The models can reliably predict anomalous holiday periods given simple inputs describing the holidays and optionally given similar load profiles from the past.
\section{Future research}
\subsubsection{Transfer learning}
OpenAI has had success using transfer learning for natural language processing tasks with the transformer model \cite{radford2018improving}.
Transfer learning could be applied to load forecasting, whereby a single neural network model is first trained to forecast many different feeders, and then this pre-trained model is finally trained to forecast a single feeder.
This could potentially expand the generalization ability of the model, while also likely reducing the amount of training time required when starting from a pre-trained model.
\subsubsection{Time-weighted loss function}
Section \ref{train-req} indicated that the most recent training data may be the most important.
It is possible to modify the loss function such that it weights samples from more recently higher.
Whether this would be superior to simply restricting the training set to recent data is unknown.
\subsubsection{Monthly and hourly models}
Similar to \citet{Ceperic2013}, different models could be train for every month and every hour.
This introduces 288 models, making the training time potentially quite large, so pre-training or transfer learning could be used to make this more approachable.
This may not work well when considering holiday periods that change yearly, such as Easter which may be in either March or April.
\subsubsection{Multi-task learning}
Multi task learning is the process of using a neural network model to perform multiple tasks simultaneously, and has been shown to improve performance in some tasks \cite{Evgeniou2004}.
This could applied to load forecasting by forecasting multiple feeders simultaneously.
It's intuitive that this might be beneficial, as there are many feeders which exhibit similar patterns -- Bruny Island and St Helens in Tasmania, for example, both experience similar peaks around holiday periods.
This could also allow the forecasting system to be more resilient against poor quality data, as data from one feeder would be used to help forecast others.
\subsubsection{Generic forecaster}
The transformer, and its multi-head self attention, is able to process sequences of long length with no regard for position or order.
This could be used to create a generic forecaster, where the model is supplied with all past data up to the current time when performing forecasts.
A model like this might be able to look over the past data and produce a single forecast that matches the past patterns.
Using multi-head self attention for this would be prohibitively computationally expensive, so localised multi-head attention \cite{Vaswani2017} could be applied, as used by \citet{Song2017}.
If a single model could be made to forecast all feeders this may ultimately be computationally cheaper than using a single model for every feeder.
\subsubsection{Sequence to sequence with attention}
Sequence to sequence models can be augmented with an attention mechanism \cite{luong2015effective} to allow the model to consider all elements of the input simultaneously while producing the output sequence.

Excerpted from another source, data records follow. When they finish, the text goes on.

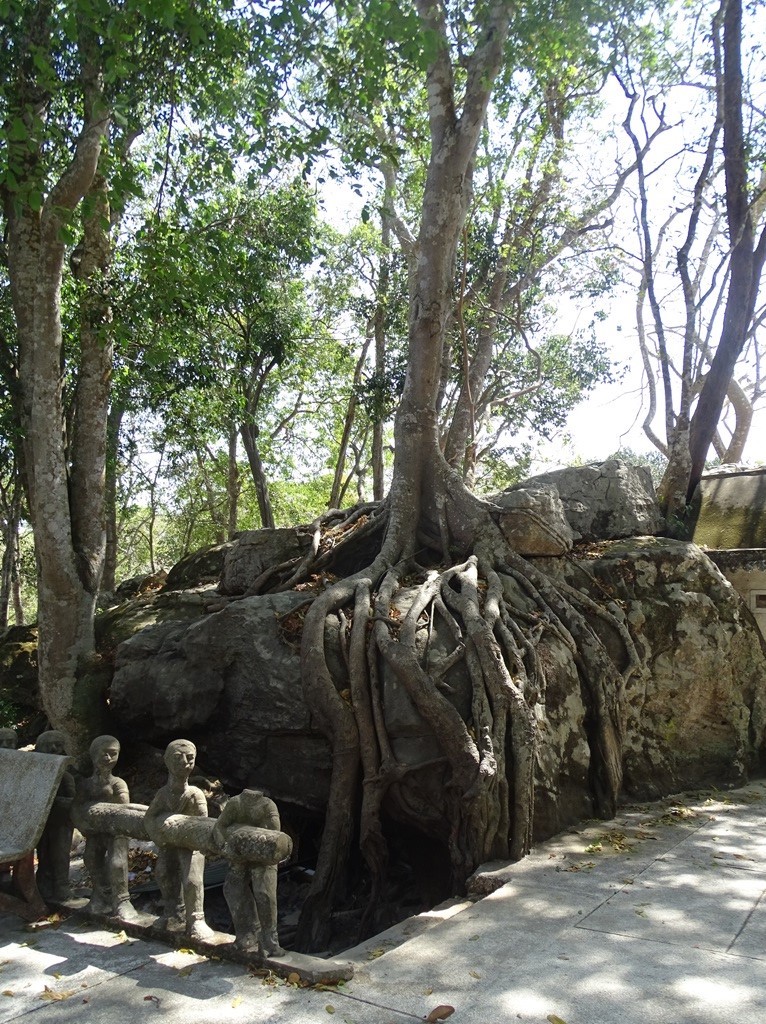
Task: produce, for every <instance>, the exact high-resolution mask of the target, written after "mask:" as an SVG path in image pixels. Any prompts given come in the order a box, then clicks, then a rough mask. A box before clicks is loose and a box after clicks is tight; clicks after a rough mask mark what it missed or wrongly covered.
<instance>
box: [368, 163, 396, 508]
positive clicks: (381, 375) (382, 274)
mask: <svg viewBox="0 0 766 1024" xmlns="http://www.w3.org/2000/svg"><path fill="white" fill-rule="evenodd" d="M391 191H392V189H391V188H390V187H389V186H388V183H387V187H386V191H385V193H384V196H383V212H382V214H381V227H380V231H381V234H380V240H381V243H382V247H383V252H382V254H381V259H380V276H379V280H378V301H377V303H376V306H375V321H374V332H375V372H376V374H377V376H378V380H383V374H384V373H385V370H386V318H387V312H388V303H389V301H390V290H391V268H390V250H391V217H390V214H389V213H388V210H389V208H390V207H391V206H392V205H393V196H392V195H391ZM372 456H373V457H372V463H373V500H374V501H376V502H382V501H383V495H384V494H385V479H384V467H383V418H382V417H381V416H378V417H376V419H375V422H374V423H373V453H372Z"/></svg>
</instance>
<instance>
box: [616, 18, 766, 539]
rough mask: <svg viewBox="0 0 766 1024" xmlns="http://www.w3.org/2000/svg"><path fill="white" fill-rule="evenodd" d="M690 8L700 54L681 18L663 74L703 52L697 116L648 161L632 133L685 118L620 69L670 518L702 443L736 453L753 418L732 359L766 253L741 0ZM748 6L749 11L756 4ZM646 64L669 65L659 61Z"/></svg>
mask: <svg viewBox="0 0 766 1024" xmlns="http://www.w3.org/2000/svg"><path fill="white" fill-rule="evenodd" d="M697 16H700V17H703V18H705V19H706V24H709V26H710V28H709V32H708V33H706V35H705V37H704V46H703V51H701V55H698V54H697V52H696V49H695V46H694V45H692V46H691V47H689V45H688V39H689V38H690V39H692V40H693V41H694V42H696V36H695V34H694V33H693V32H692V30H691V28H689V27H686V32H687V39H686V40H683V41H680V42H679V44H678V45H679V47H683V48H685V49H686V50H687V51H688V55H687V57H686V61H685V65H681V67H680V75H679V70H678V69H677V68H675V67H673V68H671V74H672V75H673V78H672V80H671V81H672V82H675V83H677V78H676V76H679V77H680V84H678V83H677V84H676V86H675V93H679V92H681V91H682V88H683V87H685V86H686V84H687V81H688V78H687V77H685V76H691V75H692V74H693V73H694V62H695V61H697V60H698V61H699V62H700V63H701V70H703V72H704V77H703V79H701V82H700V85H701V87H703V90H704V91H703V93H701V95H703V96H704V97H706V98H707V96H708V94H709V95H710V101H709V102H708V103H706V104H705V105H704V113H703V115H701V116H703V117H704V118H705V121H704V134H703V137H701V138H699V139H692V140H690V141H686V142H685V144H683V145H682V146H681V147H680V150H679V152H677V153H675V154H672V155H671V156H670V157H669V156H668V143H666V146H665V150H664V151H663V152H662V153H661V154H659V155H658V157H657V158H656V160H655V164H654V166H650V165H649V164H648V162H647V161H646V159H645V155H644V154H642V155H639V151H640V150H641V148H642V146H644V147H645V145H644V143H643V141H641V142H640V141H639V132H640V131H643V132H647V131H648V130H649V129H648V127H647V125H648V124H649V123H653V124H654V125H655V127H654V129H653V134H658V133H659V132H663V133H670V132H671V131H672V130H673V129H674V128H675V129H679V128H681V127H683V124H681V125H679V124H678V123H676V124H673V123H672V120H671V119H672V117H673V116H674V108H673V105H670V106H669V99H668V98H667V97H670V103H671V104H672V100H673V96H674V89H673V88H672V87H671V86H668V85H667V84H666V85H663V84H661V86H659V90H661V92H659V96H657V95H655V94H653V92H652V87H642V86H641V85H640V84H639V78H640V76H636V75H634V74H632V73H629V77H625V78H622V79H621V81H622V84H623V87H624V89H625V92H626V94H627V95H628V96H629V97H630V98H631V114H630V116H629V117H628V119H626V122H625V128H626V131H627V133H628V135H629V138H630V139H631V142H632V144H633V146H634V148H635V151H636V154H637V160H638V163H639V174H638V197H637V203H636V223H637V227H638V231H639V239H640V245H641V253H640V257H639V266H640V278H641V280H640V284H639V291H638V302H637V321H638V331H639V341H640V344H641V351H642V357H643V360H644V366H645V368H646V373H647V379H648V381H649V399H650V400H649V410H648V413H647V416H646V418H645V431H646V433H647V436H648V437H649V438H650V439H651V440H652V442H653V443H654V444H655V446H656V447H657V449H658V450H659V451H661V452H663V453H664V454H665V455H667V457H668V460H669V461H668V467H667V470H666V473H665V475H664V478H663V480H662V482H661V484H659V487H658V495H659V498H661V501H662V503H663V506H664V508H665V510H666V512H667V514H668V516H669V517H670V518H671V519H673V520H676V519H678V520H682V519H683V517H684V512H685V509H686V507H687V505H688V503H689V502H690V501H691V497H692V495H693V493H694V489H695V487H696V485H697V483H698V482H699V478H700V475H701V473H703V470H704V468H705V464H706V460H707V458H708V454H709V452H710V449H711V446H712V445H715V447H716V451H717V453H718V454H719V455H721V456H723V457H724V458H726V459H727V460H731V461H736V460H737V459H738V458H739V457H740V455H741V451H742V446H743V443H744V439H746V438H747V434H748V430H749V424H750V421H751V419H752V398H749V396H748V394H747V392H746V391H744V389H743V388H742V387H741V386H740V385H739V384H738V383H737V381H736V379H735V370H736V367H737V362H738V360H739V358H740V355H741V354H742V352H743V351H744V349H746V347H747V346H748V345H749V344H751V345H757V343H758V339H757V332H758V330H759V328H760V326H761V323H762V318H763V313H762V310H759V306H758V294H759V287H760V281H761V278H762V274H763V267H764V260H765V259H766V227H764V221H763V211H764V195H765V193H764V187H765V185H766V179H765V178H764V174H763V167H762V158H761V157H760V156H759V154H760V152H761V148H760V147H761V144H762V143H761V142H759V135H758V128H757V126H756V125H752V124H750V125H749V127H748V128H747V129H746V121H744V113H746V111H747V110H748V109H749V108H750V104H751V103H752V102H753V101H754V97H753V96H752V95H750V94H749V89H750V88H751V87H752V86H753V85H754V82H753V80H751V82H748V81H746V80H744V79H743V75H742V49H743V44H742V6H741V4H740V3H739V0H730V2H729V0H724V2H723V3H721V4H720V6H718V7H717V8H715V9H713V10H709V9H707V8H706V9H705V10H704V11H703V12H701V14H699V15H697V12H694V17H697ZM751 16H756V15H755V11H754V12H751ZM684 24H685V23H684ZM631 57H632V54H628V58H629V59H630V58H631ZM686 65H688V66H689V67H688V68H687V67H686ZM654 70H655V73H657V72H659V73H661V74H662V73H663V72H665V74H666V75H667V74H669V71H668V69H667V68H666V67H665V65H664V63H661V66H659V68H658V69H657V68H655V69H654ZM666 82H667V79H666ZM699 119H700V115H699V114H698V113H697V112H696V111H692V112H691V114H690V116H689V117H688V118H687V119H686V120H687V122H688V123H690V124H692V125H693V124H695V123H698V121H699ZM671 168H673V169H674V170H675V175H676V181H675V182H674V187H675V189H676V203H675V208H674V209H673V210H671V211H669V212H668V213H667V215H664V219H663V220H662V221H661V222H659V224H658V225H655V224H654V219H655V217H656V214H654V215H653V216H652V212H651V205H650V188H649V184H650V182H651V181H652V178H655V177H656V176H657V175H658V174H665V175H666V176H667V177H670V173H671V171H670V169H671ZM721 179H723V182H721ZM666 259H673V262H674V264H675V282H674V284H673V285H672V286H671V287H668V286H667V284H665V283H664V274H663V271H662V267H663V264H664V261H665V260H666ZM664 291H665V296H664V295H663V292H664ZM674 291H675V292H677V293H678V294H679V296H680V297H679V298H676V297H675V296H674V294H673V293H674ZM645 305H648V307H649V315H648V317H645V315H644V306H645ZM673 306H676V307H680V309H679V312H678V313H677V314H676V315H677V316H678V318H679V319H680V324H681V326H680V328H679V329H677V330H676V329H675V328H674V327H673V319H674V312H669V311H668V310H669V308H673ZM647 319H648V323H647ZM675 333H678V334H679V335H680V337H681V345H680V356H675V355H674V350H673V335H674V334H675ZM716 337H717V338H718V340H717V341H716ZM652 345H653V346H654V348H655V355H652ZM654 359H655V360H656V362H657V364H658V373H659V377H661V381H662V393H663V404H664V414H665V415H664V419H665V437H661V436H658V435H657V434H656V433H655V432H654V429H653V426H652V422H651V421H652V419H653V416H654V412H655V409H656V404H657V401H656V396H655V387H654V382H653V373H654V370H653V366H652V362H653V360H654ZM757 360H758V356H756V361H757ZM759 391H760V383H759V381H758V380H756V381H755V386H754V388H753V389H752V390H751V395H752V397H754V398H758V396H759ZM727 398H728V399H729V400H730V401H731V403H732V406H733V407H734V410H735V412H736V424H735V427H734V429H733V432H732V435H731V438H730V442H729V444H727V445H724V444H723V443H722V442H721V441H720V439H719V437H718V431H719V428H720V426H721V421H722V411H723V409H724V402H725V401H726V400H727Z"/></svg>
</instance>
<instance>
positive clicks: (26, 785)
mask: <svg viewBox="0 0 766 1024" xmlns="http://www.w3.org/2000/svg"><path fill="white" fill-rule="evenodd" d="M68 761H69V758H66V757H59V756H58V755H56V754H39V753H35V752H32V751H8V750H4V749H0V862H2V861H5V860H13V859H17V858H18V857H20V856H22V854H24V853H28V852H29V851H30V850H34V848H35V846H36V845H37V842H38V840H39V839H40V837H41V836H42V831H43V828H44V827H45V822H46V821H47V819H48V813H49V811H50V808H51V807H52V806H53V800H54V799H55V795H56V793H57V792H58V783H59V782H60V780H61V776H62V775H63V772H65V771H66V768H67V763H68Z"/></svg>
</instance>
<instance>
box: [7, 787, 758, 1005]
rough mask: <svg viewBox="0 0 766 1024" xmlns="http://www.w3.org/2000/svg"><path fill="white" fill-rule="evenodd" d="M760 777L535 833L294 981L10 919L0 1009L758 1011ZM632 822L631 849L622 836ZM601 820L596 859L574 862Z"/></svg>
mask: <svg viewBox="0 0 766 1024" xmlns="http://www.w3.org/2000/svg"><path fill="white" fill-rule="evenodd" d="M759 794H760V795H761V796H762V795H763V794H766V786H764V785H763V784H762V783H759V785H757V786H755V788H753V787H751V788H749V790H748V791H743V792H742V793H740V794H737V793H734V794H728V795H723V796H721V795H714V797H710V796H707V797H705V799H700V800H699V802H698V803H697V804H693V801H691V800H690V798H688V797H685V798H684V802H683V803H679V804H677V811H678V813H677V814H674V813H672V806H673V805H672V804H671V803H669V802H664V803H663V804H661V805H657V806H655V807H651V806H650V807H642V808H639V809H637V810H626V811H624V812H621V814H620V815H619V816H618V817H616V818H615V819H614V820H613V821H612V822H606V823H605V822H597V823H594V824H588V825H587V826H586V827H584V828H583V829H579V830H572V831H571V833H569V834H567V835H565V836H563V837H558V838H557V839H555V840H553V841H551V842H550V843H548V844H542V845H541V846H540V847H539V848H538V849H537V850H536V851H534V853H533V855H531V856H530V857H529V858H527V859H526V860H525V861H521V862H520V863H518V864H513V865H507V864H506V865H502V868H501V867H500V866H499V867H498V870H502V871H503V872H504V873H503V878H505V879H507V880H508V881H507V882H506V884H505V885H503V886H502V887H501V888H499V889H498V890H497V891H496V892H494V893H493V894H492V895H490V896H487V897H485V898H484V899H481V900H478V901H477V902H474V903H472V904H470V905H465V904H461V906H460V911H459V912H457V913H455V914H454V915H453V916H451V918H449V919H448V916H446V915H443V916H442V918H441V919H440V920H437V921H436V922H435V923H434V922H429V924H428V928H427V929H421V930H419V934H417V935H415V934H414V932H411V933H410V934H406V931H405V929H403V928H402V929H401V934H399V935H398V936H396V937H392V941H396V942H399V943H400V944H399V945H397V946H396V947H395V948H392V949H390V951H387V952H385V953H384V955H379V956H378V955H376V956H373V957H372V958H371V959H369V961H368V959H361V961H359V962H358V963H357V969H356V974H355V976H354V978H353V979H352V980H351V981H349V982H347V983H346V984H344V985H342V986H339V987H328V988H325V989H317V988H304V987H297V986H296V985H294V984H290V983H287V982H285V981H283V980H282V979H280V978H278V977H275V975H272V974H268V973H266V972H261V973H260V974H258V973H254V972H252V971H249V970H247V969H246V968H244V967H242V966H240V965H237V964H232V963H226V962H221V961H216V959H213V958H211V957H206V956H203V955H200V954H199V953H190V952H182V951H177V950H169V949H168V948H167V947H166V946H163V945H161V944H160V943H159V942H156V941H146V940H136V941H133V942H126V941H125V938H126V937H125V936H124V935H121V934H120V933H119V932H109V931H103V930H99V929H98V928H95V927H94V926H93V925H92V924H87V923H84V922H80V923H78V921H77V919H75V918H71V919H69V920H68V921H66V922H63V923H62V924H61V925H60V926H59V927H58V928H57V929H55V930H54V929H47V930H43V931H41V932H36V933H35V932H30V931H26V930H25V926H24V924H23V923H22V922H19V921H17V920H15V919H12V918H3V919H0V992H2V991H3V990H4V991H7V992H9V993H12V994H8V995H0V1024H5V1022H16V1021H23V1020H24V1021H25V1024H49V1022H50V1024H53V1022H55V1024H81V1022H92V1024H108V1022H109V1024H115V1022H116V1021H117V1022H119V1021H121V1020H124V1019H126V1018H127V1020H128V1022H129V1024H143V1022H144V1021H145V1022H154V1021H159V1020H160V1018H162V1022H163V1024H238V1022H239V1021H242V1022H243V1024H245V1022H247V1024H250V1022H252V1021H258V1022H266V1024H271V1022H273V1024H318V1022H324V1024H328V1022H329V1021H330V1020H333V1021H336V1022H344V1024H389V1022H390V1024H393V1022H398V1024H401V1022H403V1021H407V1020H415V1019H417V1020H423V1019H424V1018H425V1017H426V1015H427V1014H428V1013H429V1012H430V1011H431V1010H433V1009H434V1007H436V1006H438V1005H449V1006H452V1007H454V1008H455V1014H454V1016H452V1017H451V1018H450V1020H451V1021H455V1024H506V1022H515V1021H517V1020H519V1021H525V1022H530V1024H549V1022H550V1020H551V1018H552V1017H553V1016H555V1017H557V1018H558V1019H559V1020H561V1021H564V1022H565V1024H735V1022H736V1024H742V1022H743V1021H758V1020H762V1019H764V1017H766V971H764V961H766V842H764V839H762V836H764V834H766V829H764V817H765V816H766V814H765V810H766V804H764V805H763V806H761V807H759V806H758V803H757V798H758V797H759ZM669 807H670V808H671V810H669ZM629 833H630V835H631V837H633V836H634V835H635V836H636V837H637V838H638V839H639V840H640V842H639V843H638V844H637V845H638V846H639V852H638V853H635V852H634V851H632V850H627V851H626V850H625V849H620V848H619V847H621V845H622V842H623V841H622V840H619V839H618V836H621V835H625V836H628V834H629ZM639 833H640V834H643V838H642V837H641V836H638V834H639ZM599 836H600V837H602V839H601V846H602V849H601V851H595V850H594V851H593V852H592V854H590V855H588V857H589V859H592V860H593V862H594V866H593V867H592V868H584V867H580V868H579V869H577V870H568V869H567V868H568V867H571V866H572V865H574V864H576V863H579V858H581V857H583V858H584V859H585V856H586V855H585V854H584V847H585V846H588V845H591V844H592V843H593V842H596V841H598V837H599ZM594 837H596V839H595V840H594ZM603 837H611V838H610V839H607V841H606V843H605V844H604V842H603ZM649 837H655V838H649ZM764 838H766V837H764ZM742 858H748V859H742ZM750 858H753V859H752V860H751V859H750ZM557 861H559V862H558V863H556V862H557ZM556 867H558V868H559V869H558V870H556ZM562 867H563V869H561V868H562ZM496 881H497V879H496ZM380 938H381V937H380V936H378V937H376V939H378V940H380ZM371 941H372V942H373V943H375V940H371ZM379 945H380V941H379ZM374 950H375V947H373V951H374ZM357 952H358V953H359V955H360V956H361V954H363V951H361V950H357ZM341 955H342V954H341ZM46 986H47V989H48V991H47V992H46ZM84 986H87V987H84ZM56 996H57V997H56Z"/></svg>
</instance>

This may overcome the tendency of LSTM RNN networks to ``forget" data from early in the input sequence.
Very recently LSTM RNN models have been combined with transformer models \cite{chen2018best}, producing promising results.
Applying combinations of LSTM and attention to load forecasting may produce superior results to either on their own.

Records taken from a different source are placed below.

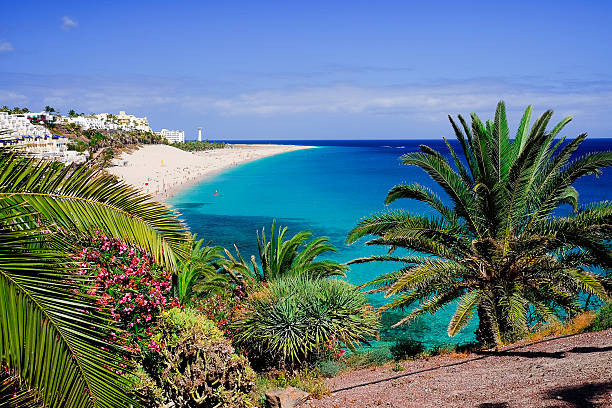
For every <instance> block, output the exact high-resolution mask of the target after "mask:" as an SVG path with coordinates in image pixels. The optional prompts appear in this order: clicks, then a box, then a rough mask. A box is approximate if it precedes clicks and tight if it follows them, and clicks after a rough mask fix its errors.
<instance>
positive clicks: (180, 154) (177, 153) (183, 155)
mask: <svg viewBox="0 0 612 408" xmlns="http://www.w3.org/2000/svg"><path fill="white" fill-rule="evenodd" d="M310 148H312V146H295V145H271V144H270V145H269V144H265V145H244V144H234V145H231V147H227V148H224V149H214V150H206V151H202V152H194V153H189V152H186V151H183V150H180V149H177V148H175V147H171V146H166V145H145V146H142V147H140V148H139V149H138V150H134V151H132V152H130V153H123V154H122V155H121V157H120V158H118V159H115V160H114V163H115V164H116V165H114V166H112V167H110V168H109V169H108V171H109V172H110V173H111V174H114V175H115V176H117V177H119V178H120V179H122V180H123V181H125V182H126V183H128V184H130V185H132V186H134V187H136V188H138V189H140V190H142V191H143V192H145V193H147V194H150V195H151V196H153V197H154V198H155V199H156V200H164V199H166V198H168V197H171V196H173V195H174V194H176V193H177V192H178V191H180V190H182V189H185V188H187V187H190V186H192V185H193V184H195V183H197V182H199V181H201V180H203V179H205V178H207V177H211V176H214V175H215V174H218V173H220V172H222V171H223V170H226V169H229V168H231V167H235V166H238V165H240V164H243V163H247V162H251V161H254V160H258V159H261V158H264V157H268V156H273V155H276V154H281V153H286V152H291V151H294V150H301V149H310Z"/></svg>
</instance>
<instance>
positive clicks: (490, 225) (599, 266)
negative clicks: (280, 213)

\subsubsection{Signal decomposition}
\citet{Chen2010} used wavelet decomposition to decompose input data into low and high frequency components before forecasting the next day's low and high frequency load separately.

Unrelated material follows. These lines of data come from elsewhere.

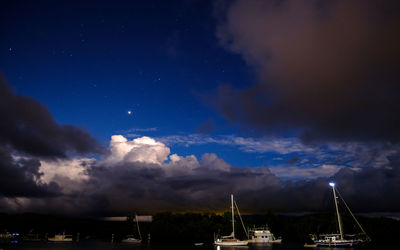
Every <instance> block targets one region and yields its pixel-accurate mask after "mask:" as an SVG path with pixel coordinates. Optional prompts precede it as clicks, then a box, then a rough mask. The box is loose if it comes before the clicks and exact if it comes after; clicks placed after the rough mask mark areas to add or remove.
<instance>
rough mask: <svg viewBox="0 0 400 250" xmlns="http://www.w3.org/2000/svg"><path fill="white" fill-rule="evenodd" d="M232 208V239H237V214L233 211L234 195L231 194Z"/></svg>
mask: <svg viewBox="0 0 400 250" xmlns="http://www.w3.org/2000/svg"><path fill="white" fill-rule="evenodd" d="M231 208H232V237H233V238H235V214H234V211H233V194H231Z"/></svg>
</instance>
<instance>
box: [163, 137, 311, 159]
mask: <svg viewBox="0 0 400 250" xmlns="http://www.w3.org/2000/svg"><path fill="white" fill-rule="evenodd" d="M157 139H158V140H160V141H162V142H164V143H166V144H167V145H176V144H178V145H179V144H183V145H185V146H191V145H204V144H211V143H215V144H220V145H228V146H235V147H238V148H239V149H240V150H241V151H243V152H249V153H250V152H251V153H266V152H275V153H279V154H288V153H294V152H310V151H314V150H315V148H314V147H312V146H310V145H304V144H303V143H302V142H301V141H300V140H299V139H298V138H295V137H292V138H283V137H262V138H252V137H241V136H234V135H220V136H215V137H211V136H207V135H203V134H189V135H169V136H164V137H158V138H157Z"/></svg>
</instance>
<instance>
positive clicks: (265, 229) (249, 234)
mask: <svg viewBox="0 0 400 250" xmlns="http://www.w3.org/2000/svg"><path fill="white" fill-rule="evenodd" d="M249 243H252V244H263V243H282V239H280V238H275V236H274V235H273V234H272V233H271V231H270V229H269V228H268V226H266V227H257V228H256V227H254V228H252V229H250V230H249Z"/></svg>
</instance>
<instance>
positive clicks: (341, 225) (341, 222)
mask: <svg viewBox="0 0 400 250" xmlns="http://www.w3.org/2000/svg"><path fill="white" fill-rule="evenodd" d="M329 186H331V187H332V191H333V200H334V201H335V207H336V216H337V220H338V224H339V233H340V239H341V240H343V228H342V220H341V218H340V214H339V208H338V205H337V198H338V197H337V196H336V192H335V183H333V182H331V183H329Z"/></svg>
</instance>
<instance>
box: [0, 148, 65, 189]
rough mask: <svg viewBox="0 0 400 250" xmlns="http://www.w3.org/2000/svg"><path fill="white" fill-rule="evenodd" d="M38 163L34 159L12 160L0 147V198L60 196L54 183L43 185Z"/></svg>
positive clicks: (3, 150) (39, 163) (47, 183)
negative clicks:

\citet{Bedi2018} used empirical mode decomposition to decompose input data into different intrinsic mode functions before applying different LSTM RNNs to each and recombining the results to form a final forecast.
By applying methods such as these it would likely be possible to improve the accuracy of the load forecasting.
However, it may jeopardize the ability for the forecasting models to be applied to different feeders with no modification.